Information is not very useful if it is disorganized and hard to find. Traditionally, electronic documents are stored in a file system consisting of folders and subfolders, often many levels deep. In computer lingo, this is often called a tree structure. You create the document tree according to your needs or whims, and then you share it with your associates. However, they may not understand your organizational approach, and so may have difficulty finding documents in your folders. For example, you may have a folder for each city in your territory, and within each city folder, folders for your customers in that city. In each customer folder, you store project specifications, statements of work, proposals, project status reports, and other documents related to that customer. But what if an associate simply wants a list of the current project status reports for all of your customers? This is pretty hard to get because status reports are scattered throughout your document tree.
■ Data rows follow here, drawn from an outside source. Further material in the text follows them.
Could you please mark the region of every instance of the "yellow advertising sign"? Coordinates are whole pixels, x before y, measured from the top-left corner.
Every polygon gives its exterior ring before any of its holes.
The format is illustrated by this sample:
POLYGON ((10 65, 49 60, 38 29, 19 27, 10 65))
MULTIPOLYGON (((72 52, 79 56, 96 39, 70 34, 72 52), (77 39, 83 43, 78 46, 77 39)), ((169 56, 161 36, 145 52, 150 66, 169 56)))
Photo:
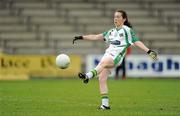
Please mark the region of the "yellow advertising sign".
POLYGON ((40 78, 76 77, 81 71, 81 58, 70 55, 71 63, 67 69, 59 69, 55 65, 53 55, 0 55, 0 79, 22 76, 40 78), (28 75, 28 76, 26 76, 28 75))

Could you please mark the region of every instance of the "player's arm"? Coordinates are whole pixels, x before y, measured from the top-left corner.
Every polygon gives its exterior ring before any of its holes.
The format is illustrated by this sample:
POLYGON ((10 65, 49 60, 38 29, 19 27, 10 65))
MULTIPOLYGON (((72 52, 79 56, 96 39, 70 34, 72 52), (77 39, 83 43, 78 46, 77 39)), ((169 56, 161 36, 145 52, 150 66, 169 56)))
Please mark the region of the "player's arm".
POLYGON ((77 40, 104 40, 104 37, 103 34, 75 36, 73 39, 73 44, 77 40))
POLYGON ((135 46, 138 46, 139 48, 141 48, 142 50, 144 50, 146 53, 148 53, 148 55, 153 59, 153 60, 157 60, 157 53, 151 49, 149 49, 148 47, 146 47, 141 41, 136 41, 134 42, 135 46))
POLYGON ((149 51, 149 48, 147 48, 141 41, 136 41, 134 42, 135 46, 138 46, 139 48, 141 48, 142 50, 144 50, 145 52, 149 51))

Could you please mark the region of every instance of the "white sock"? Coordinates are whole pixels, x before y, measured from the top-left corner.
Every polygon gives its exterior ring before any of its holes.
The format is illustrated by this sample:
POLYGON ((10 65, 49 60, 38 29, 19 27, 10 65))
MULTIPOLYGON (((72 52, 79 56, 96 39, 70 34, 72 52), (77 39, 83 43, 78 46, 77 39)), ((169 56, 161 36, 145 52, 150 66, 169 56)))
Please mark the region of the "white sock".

This example shows the major limitation of using the file system to share documents: Because you have only one way to organize and categorize information, you must develop a system in advance that is useful for everyone, and which usually results in a compromise that no one wants. And once you choose a folder structure, it may become both difficult to change and difficult to teach to others.
With SharePoint, you can associate a great deal of information with documents by using standard and custom list columns. For example, you can customize a list to attach the information shown in the following table to each document:
Column Name | Column Type | Values |
---|---|---|
Document Status | Choice | Not Started In Progress In Review Final Draft |
Client | Lookup | Lookup to title column from Clients list |
Project | Lookup | Lookup to title column from Projects list |
Project Type | Lookup | Lookup to title column from a Project Categories list |
Due Date | Date and time | |
Assigned to | People or group | |
Owner | People or group |
With file sharing, it’s difficult to store this information and have it easily associated with a specific document. However, with SharePoint, you simply add columns to the document list. By capturing the appropriate information in the list, your associates can search and view the document library in the ways they prefer. For example, one colleague might search for projects by client, while another might search by author.
Once you recognize trends in how your team searches for documents, you can create custom views to match the most popular search criteria. For example, if users frequently search for documents assigned to them for review, you can create a view that displays a list of documents that have been assigned to the current user, and you can even sort the list in the order in which they are due. With custom list fields and views, SharePoint takes you out of the restricted world of file sharing and into a multidimensional world where each of your associates can see your documents in the most appropriate way.